Tavis J. Reed, Laura M. Haubold, O. Troyanskaya, et al.

Protein denaturation-based assays, such as thermal proximity coaggregation (TPCA) and ion-based proteome-integrated solubility alteration (I-PISA), are powerful tools for characterizing global protein–protein interaction (PPI) networks. These workflows utilize different denaturation methods to probe PPIs, i.e., thermal- or ion-based. How denaturation differences influence PPI network mapping remained to be better understood. Here, we provide an experimental and computational characterization of the effect of the denaturation-based PPI assay on the observed PPI networks. We establish the value of both soluble and insoluble fractions in PPI prediction, determine the ability to minimize sample amount requirement, and assess different relative quantification methods during virus infection. Generating paired TPCA and I-PISA datasets, we define both overlapping sets of proteins and distinct PPI networks specifically captured by these methods. Assessing protein physical properties and subcellar localizations, we show that size, structural complexity, hydrophobicity, and localization influence PPI detection in a workflow-specific manner. We show that the insoluble fractions expand the detectable PPI landscape, underscoring their value in these workflows.
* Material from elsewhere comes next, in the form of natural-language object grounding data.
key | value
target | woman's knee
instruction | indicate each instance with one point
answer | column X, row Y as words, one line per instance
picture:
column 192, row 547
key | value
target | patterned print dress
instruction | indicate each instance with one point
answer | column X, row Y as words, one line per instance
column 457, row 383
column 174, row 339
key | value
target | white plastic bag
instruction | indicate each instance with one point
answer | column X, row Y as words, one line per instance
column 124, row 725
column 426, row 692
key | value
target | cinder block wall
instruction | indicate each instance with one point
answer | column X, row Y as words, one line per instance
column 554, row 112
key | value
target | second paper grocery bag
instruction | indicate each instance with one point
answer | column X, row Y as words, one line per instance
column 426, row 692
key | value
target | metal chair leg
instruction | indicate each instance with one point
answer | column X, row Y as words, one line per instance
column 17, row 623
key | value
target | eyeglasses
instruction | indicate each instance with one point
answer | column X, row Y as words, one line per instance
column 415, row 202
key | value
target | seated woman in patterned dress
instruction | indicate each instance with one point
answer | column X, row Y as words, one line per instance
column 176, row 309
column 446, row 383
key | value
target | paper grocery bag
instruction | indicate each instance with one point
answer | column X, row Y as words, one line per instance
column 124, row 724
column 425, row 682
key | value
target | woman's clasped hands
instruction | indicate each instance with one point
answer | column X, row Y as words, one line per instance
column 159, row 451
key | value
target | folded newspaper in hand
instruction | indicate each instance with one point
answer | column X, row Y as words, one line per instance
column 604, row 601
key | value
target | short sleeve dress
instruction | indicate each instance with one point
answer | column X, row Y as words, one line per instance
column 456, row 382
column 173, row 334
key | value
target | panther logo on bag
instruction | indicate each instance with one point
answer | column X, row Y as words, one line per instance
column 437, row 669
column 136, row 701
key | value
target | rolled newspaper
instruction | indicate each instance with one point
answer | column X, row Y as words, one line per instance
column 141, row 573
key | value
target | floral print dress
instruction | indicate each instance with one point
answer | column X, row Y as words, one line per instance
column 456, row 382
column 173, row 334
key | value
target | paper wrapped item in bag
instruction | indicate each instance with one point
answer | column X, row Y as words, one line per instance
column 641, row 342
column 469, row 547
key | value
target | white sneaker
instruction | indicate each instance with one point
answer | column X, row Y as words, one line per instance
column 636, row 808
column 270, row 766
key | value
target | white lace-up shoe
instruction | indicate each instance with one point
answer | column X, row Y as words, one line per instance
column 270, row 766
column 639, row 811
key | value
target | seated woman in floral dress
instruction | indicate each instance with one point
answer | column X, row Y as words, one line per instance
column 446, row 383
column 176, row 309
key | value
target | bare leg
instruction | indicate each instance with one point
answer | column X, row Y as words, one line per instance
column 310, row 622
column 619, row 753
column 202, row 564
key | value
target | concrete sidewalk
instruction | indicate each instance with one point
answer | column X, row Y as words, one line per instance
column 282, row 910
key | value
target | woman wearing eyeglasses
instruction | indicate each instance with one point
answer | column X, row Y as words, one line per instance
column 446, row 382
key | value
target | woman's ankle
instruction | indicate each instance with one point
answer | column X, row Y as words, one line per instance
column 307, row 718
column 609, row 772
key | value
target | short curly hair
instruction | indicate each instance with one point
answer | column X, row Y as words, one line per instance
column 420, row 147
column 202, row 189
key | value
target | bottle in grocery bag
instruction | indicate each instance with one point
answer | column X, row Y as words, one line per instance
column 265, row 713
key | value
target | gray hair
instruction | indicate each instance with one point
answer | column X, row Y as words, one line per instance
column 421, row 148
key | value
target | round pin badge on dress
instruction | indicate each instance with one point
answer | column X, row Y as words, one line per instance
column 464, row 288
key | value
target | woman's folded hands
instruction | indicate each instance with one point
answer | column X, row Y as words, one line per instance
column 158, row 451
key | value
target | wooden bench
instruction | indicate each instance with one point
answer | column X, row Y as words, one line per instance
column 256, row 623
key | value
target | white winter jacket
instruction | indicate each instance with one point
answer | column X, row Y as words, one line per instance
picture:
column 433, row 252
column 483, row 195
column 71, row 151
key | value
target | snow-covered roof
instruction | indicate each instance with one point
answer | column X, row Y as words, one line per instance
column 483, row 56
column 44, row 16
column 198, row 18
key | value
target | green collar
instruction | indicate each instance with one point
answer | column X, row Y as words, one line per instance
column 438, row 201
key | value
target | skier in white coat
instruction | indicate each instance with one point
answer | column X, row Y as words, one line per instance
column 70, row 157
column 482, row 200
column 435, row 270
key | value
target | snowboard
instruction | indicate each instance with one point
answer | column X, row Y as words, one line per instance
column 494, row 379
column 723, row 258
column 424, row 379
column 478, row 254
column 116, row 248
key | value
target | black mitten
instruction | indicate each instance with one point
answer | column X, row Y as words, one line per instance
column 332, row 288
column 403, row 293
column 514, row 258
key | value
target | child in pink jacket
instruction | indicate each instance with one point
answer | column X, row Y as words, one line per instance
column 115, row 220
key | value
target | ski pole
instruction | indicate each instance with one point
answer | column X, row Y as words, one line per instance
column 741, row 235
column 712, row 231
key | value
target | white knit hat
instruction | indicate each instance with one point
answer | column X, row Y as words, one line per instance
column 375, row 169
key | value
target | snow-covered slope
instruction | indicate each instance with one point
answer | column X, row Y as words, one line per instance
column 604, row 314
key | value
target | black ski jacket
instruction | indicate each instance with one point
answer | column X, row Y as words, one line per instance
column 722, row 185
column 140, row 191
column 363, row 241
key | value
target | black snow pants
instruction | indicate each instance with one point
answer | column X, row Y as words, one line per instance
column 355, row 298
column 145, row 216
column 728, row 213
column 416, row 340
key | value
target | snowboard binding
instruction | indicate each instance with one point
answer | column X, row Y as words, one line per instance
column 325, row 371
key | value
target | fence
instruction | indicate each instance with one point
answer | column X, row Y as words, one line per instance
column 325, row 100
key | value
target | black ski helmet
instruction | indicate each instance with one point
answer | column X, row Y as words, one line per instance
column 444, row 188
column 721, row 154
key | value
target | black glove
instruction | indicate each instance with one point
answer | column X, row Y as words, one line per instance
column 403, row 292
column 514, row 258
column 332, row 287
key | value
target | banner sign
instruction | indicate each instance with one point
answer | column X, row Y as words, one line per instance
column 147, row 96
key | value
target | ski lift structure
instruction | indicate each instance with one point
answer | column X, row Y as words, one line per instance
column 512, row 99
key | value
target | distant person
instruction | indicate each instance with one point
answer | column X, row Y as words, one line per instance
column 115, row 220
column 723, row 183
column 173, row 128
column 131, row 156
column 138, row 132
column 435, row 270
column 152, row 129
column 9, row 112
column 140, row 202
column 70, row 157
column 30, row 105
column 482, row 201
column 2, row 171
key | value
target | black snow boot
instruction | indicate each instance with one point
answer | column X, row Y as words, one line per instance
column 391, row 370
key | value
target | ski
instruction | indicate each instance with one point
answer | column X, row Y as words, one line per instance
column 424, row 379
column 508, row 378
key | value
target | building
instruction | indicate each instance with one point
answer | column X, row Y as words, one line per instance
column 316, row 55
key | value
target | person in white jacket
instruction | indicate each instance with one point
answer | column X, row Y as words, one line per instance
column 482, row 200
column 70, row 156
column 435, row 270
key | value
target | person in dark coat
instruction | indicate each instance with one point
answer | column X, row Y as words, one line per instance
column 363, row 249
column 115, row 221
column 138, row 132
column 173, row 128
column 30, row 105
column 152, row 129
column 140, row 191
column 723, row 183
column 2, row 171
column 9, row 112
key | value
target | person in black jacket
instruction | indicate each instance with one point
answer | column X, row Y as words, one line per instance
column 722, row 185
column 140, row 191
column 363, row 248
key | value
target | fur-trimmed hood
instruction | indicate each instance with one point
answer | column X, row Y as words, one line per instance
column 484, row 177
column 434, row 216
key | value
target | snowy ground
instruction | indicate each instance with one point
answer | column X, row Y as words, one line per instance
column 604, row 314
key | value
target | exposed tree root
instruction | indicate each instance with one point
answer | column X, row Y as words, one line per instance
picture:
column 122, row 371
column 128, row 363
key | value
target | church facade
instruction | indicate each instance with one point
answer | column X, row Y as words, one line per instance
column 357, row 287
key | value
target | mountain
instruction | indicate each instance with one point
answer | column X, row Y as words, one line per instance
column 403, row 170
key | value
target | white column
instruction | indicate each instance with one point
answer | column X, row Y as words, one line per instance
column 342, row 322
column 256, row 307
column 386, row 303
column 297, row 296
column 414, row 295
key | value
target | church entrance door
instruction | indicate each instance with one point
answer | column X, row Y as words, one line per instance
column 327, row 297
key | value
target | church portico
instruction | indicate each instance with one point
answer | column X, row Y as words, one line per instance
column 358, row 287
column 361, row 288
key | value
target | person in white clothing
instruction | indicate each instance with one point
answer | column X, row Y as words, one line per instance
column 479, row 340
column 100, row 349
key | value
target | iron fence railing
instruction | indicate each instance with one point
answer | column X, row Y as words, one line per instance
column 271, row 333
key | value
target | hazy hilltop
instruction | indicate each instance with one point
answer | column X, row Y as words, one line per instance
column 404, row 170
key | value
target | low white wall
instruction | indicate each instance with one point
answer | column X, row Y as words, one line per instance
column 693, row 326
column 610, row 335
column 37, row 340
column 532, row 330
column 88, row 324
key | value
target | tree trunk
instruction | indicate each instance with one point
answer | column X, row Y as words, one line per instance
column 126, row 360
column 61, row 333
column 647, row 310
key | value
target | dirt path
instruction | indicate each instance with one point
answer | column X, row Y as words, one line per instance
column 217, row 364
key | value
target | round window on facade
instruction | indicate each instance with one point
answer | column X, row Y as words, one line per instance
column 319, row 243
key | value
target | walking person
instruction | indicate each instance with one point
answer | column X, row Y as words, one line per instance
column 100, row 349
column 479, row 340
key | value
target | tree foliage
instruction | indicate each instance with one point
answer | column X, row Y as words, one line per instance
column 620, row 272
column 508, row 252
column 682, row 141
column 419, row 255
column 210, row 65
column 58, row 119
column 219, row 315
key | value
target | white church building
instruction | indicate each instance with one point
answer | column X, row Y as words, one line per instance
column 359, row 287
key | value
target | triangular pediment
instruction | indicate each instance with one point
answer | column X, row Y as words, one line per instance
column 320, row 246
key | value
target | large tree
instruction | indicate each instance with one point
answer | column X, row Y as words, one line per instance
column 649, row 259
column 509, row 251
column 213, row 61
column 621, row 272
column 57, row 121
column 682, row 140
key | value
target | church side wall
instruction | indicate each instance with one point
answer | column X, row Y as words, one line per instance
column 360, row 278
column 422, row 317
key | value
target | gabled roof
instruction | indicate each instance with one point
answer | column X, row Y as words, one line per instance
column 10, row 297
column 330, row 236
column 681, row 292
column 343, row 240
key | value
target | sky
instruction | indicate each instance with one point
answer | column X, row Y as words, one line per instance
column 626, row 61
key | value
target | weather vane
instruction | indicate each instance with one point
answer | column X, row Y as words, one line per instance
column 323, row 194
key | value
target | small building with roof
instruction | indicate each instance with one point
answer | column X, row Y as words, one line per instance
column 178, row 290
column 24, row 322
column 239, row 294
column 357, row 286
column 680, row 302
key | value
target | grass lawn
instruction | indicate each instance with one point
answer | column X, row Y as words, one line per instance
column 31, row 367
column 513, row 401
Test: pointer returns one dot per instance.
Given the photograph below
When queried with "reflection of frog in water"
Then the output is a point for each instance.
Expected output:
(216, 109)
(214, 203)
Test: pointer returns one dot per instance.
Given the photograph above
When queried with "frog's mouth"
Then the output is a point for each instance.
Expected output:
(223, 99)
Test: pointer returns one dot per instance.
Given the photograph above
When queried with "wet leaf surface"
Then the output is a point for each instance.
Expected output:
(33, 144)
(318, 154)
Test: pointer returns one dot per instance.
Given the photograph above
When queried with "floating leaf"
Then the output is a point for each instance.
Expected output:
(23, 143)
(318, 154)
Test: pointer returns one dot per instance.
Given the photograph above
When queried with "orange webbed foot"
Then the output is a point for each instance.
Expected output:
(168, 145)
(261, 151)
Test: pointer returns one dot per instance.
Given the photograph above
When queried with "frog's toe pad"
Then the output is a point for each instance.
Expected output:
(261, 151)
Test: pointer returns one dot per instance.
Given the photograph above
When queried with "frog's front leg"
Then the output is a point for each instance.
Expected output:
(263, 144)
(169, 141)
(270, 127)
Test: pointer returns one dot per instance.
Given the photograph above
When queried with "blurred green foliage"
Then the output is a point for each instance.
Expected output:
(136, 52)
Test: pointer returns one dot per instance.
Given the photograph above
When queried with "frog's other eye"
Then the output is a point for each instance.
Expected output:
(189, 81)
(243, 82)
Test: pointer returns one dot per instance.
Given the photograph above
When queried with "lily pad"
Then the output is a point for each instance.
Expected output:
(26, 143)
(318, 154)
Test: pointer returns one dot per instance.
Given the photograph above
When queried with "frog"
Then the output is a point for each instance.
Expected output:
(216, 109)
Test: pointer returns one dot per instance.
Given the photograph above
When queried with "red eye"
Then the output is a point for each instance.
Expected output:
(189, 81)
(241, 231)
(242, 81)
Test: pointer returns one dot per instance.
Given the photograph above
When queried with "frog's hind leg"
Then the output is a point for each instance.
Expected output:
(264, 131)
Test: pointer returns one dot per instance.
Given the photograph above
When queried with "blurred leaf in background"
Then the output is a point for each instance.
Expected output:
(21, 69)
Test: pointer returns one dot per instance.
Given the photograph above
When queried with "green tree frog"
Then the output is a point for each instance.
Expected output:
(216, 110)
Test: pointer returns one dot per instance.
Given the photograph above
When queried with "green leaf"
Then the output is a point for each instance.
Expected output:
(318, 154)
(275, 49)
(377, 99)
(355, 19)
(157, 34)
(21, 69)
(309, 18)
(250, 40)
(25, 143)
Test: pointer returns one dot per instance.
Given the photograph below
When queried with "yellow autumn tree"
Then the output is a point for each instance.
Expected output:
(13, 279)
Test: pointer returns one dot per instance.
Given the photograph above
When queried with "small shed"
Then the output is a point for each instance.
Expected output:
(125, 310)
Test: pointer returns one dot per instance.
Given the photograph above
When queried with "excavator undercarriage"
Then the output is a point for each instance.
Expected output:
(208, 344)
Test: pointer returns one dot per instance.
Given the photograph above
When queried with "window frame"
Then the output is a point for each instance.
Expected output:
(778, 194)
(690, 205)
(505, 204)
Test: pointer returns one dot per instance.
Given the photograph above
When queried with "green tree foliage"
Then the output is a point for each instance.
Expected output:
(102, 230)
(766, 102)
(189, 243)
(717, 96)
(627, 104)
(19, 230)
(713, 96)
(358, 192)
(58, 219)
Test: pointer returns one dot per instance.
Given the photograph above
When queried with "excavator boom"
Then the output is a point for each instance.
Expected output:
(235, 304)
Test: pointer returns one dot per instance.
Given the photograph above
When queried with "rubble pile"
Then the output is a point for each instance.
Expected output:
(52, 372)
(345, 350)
Focusing on selected PPI networks (cytoskeletal and DNA repair), we observe the detection of distinct functional populations. Using influenza A infection as a model for cellular perturbation, we demonstrate that the integration of PPI predictions from soluble and insoluble workflows enhances the ability to build biologically informative and interconnected networks. Examining the effects of reducing starting material for TPCA assays, we find that PPI prediction quality remains robust when using a single well of a 96-well plate, a ∼500× reduction in sample input from usual workflows. Introducing simple workflow modifications, we show that label-free data-independent acquisition (DIA) TPCA yields performance comparable to the traditional tandem mass tag (TMT) data-dependent acquisition (DDA) TPCA workflow. This work provides insights into denaturation-based assays, highlights the value of insoluble fractions, and offers practical improvements for enhancing global PPI network mapping.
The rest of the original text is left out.